The Commission will keep those restrictions in place between 2 May and 5 June. The institution underlined that those products will be able to circulate in the rest of EU Member States, while the restrictions will not affect their transit via the five countries in question. However, it did not exclude the possibility of extending those restrictions after 5 June if the situation in the five countries does not improve.
The restrictions that the Commission imposed constitute an attempt to find common ground between the export needs of Ukraine and the farming sectors of the five Member States that are under pressure. For the record, a couple of weeks ago, Slovakia, Poland, and Hungary banned the import of some Ukrainian agricultural products. The three countries took this initiative after lamenting the lack of solid EU regulations to protect their farmers.

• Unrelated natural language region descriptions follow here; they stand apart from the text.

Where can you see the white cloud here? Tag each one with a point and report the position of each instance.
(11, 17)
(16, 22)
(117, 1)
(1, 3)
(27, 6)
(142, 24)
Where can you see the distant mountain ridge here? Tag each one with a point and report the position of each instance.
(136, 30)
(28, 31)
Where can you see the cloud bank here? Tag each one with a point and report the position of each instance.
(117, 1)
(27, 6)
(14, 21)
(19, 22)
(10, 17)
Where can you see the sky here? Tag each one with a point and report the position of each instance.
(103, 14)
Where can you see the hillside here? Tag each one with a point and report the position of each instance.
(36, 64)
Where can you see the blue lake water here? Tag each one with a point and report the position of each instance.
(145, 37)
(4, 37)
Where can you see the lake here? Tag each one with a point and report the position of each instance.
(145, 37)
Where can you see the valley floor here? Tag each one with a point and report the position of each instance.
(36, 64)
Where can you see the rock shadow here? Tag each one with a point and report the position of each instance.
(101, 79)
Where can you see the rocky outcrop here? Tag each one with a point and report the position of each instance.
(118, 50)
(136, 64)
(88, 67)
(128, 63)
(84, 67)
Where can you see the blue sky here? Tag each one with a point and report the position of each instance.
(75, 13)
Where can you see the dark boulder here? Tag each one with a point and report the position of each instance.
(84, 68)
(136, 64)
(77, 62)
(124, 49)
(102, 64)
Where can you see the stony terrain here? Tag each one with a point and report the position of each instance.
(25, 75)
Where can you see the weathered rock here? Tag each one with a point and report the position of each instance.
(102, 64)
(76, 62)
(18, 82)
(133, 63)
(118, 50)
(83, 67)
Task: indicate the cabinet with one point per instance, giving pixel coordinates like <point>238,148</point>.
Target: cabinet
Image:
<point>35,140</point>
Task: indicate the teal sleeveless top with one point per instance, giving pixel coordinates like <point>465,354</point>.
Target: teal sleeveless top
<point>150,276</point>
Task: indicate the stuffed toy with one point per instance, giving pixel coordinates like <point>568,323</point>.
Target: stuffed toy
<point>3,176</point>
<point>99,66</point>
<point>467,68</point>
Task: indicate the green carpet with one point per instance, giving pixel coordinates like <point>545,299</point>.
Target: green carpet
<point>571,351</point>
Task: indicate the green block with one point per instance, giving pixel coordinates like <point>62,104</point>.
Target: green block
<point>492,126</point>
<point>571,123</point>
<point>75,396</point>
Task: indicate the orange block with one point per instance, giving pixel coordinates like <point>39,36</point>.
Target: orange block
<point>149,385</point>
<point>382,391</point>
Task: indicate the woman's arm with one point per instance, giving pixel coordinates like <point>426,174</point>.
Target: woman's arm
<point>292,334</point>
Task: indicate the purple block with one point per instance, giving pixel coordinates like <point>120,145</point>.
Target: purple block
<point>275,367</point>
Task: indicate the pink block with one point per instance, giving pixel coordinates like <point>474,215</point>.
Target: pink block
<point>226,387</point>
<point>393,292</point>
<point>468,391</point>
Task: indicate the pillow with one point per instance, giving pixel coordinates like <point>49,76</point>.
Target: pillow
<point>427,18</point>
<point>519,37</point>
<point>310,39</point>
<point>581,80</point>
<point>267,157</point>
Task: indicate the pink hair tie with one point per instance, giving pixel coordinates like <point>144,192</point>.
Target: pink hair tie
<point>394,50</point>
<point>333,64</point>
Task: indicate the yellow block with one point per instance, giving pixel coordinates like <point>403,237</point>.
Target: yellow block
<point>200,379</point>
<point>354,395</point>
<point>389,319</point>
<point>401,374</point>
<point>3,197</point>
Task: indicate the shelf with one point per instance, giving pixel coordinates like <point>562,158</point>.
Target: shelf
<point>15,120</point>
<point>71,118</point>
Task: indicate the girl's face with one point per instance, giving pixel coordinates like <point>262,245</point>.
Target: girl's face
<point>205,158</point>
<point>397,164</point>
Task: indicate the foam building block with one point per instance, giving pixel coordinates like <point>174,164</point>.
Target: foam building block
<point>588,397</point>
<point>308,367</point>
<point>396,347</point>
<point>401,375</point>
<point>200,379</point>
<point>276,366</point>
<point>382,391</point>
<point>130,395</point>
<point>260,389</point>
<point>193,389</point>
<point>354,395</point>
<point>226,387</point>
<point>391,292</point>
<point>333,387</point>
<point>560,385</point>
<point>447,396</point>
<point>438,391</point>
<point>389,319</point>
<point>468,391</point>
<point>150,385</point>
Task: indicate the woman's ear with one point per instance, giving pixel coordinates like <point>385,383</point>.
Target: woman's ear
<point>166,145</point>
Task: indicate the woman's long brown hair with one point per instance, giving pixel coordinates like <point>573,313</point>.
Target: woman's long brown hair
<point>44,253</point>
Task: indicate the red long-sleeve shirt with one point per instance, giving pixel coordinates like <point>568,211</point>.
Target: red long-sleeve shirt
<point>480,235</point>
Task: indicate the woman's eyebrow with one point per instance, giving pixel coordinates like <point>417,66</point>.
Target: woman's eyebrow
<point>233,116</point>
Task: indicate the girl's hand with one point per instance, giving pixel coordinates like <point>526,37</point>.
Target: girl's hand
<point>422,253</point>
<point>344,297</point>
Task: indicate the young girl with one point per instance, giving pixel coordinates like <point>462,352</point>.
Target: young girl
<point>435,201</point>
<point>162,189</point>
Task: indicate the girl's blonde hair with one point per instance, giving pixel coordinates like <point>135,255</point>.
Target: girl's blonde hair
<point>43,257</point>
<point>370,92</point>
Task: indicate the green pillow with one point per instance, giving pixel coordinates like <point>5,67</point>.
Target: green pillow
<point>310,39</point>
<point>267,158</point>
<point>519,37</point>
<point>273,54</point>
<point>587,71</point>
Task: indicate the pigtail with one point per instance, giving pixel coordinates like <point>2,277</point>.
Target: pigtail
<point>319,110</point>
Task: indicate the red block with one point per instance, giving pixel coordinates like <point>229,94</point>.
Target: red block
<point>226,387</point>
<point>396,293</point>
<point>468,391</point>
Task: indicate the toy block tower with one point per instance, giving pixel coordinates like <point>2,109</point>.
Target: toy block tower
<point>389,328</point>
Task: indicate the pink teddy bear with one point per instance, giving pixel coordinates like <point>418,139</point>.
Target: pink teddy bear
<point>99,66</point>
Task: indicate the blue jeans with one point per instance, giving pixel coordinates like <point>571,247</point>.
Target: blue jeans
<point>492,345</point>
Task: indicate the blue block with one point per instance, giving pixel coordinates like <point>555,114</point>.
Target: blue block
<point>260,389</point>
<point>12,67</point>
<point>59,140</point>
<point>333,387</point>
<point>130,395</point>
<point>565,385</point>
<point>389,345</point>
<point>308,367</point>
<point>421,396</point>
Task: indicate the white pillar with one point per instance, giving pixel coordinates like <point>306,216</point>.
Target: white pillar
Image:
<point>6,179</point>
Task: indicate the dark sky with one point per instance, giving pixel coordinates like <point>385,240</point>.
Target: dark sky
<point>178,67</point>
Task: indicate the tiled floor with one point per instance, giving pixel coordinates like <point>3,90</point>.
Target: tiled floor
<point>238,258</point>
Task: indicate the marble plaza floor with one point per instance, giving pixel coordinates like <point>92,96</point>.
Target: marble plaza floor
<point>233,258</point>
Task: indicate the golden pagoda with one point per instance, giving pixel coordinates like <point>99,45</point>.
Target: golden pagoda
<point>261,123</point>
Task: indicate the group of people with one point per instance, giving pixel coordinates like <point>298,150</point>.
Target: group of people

The situation resulted from the EU’s supportive measures targeting the Ukrainian agricultural sector. On 19 May 2022, the European Parliament voted to suspend EU duties on all Ukrainian exports. The measure was initially implemented on import duties on industrial products, entry duties on fruit and vegetables, and anti-dumping duties and safeguard measures on steel imports for one year. Later, on 4 June 2022, the duty-free regime was implemented on all Ukrainian exports, including agricultural products, with a validity period until 5 June 2023, which will most probably be extended again.
According to Poland and the rest of the countries advocating a ban on Ukrainian imports, the liberalised customs regime caused problems in their agricultural sectors since there was no place in the market for domestic produce. The EU resolved the issue a few days by agreeing with Bulgaria, Hungary, Poland, Romania, and Slovakia for a financial support package of 100 million euros to alleviate the farmers who experience significant losses.
The five Member States also agreed to lift their unilateral restrictions on Ukrainian products. However, it seems they need a transitional period until they reopen their economies to Ukrainian products; hence, the Commission’s temporary measures assist them in this process.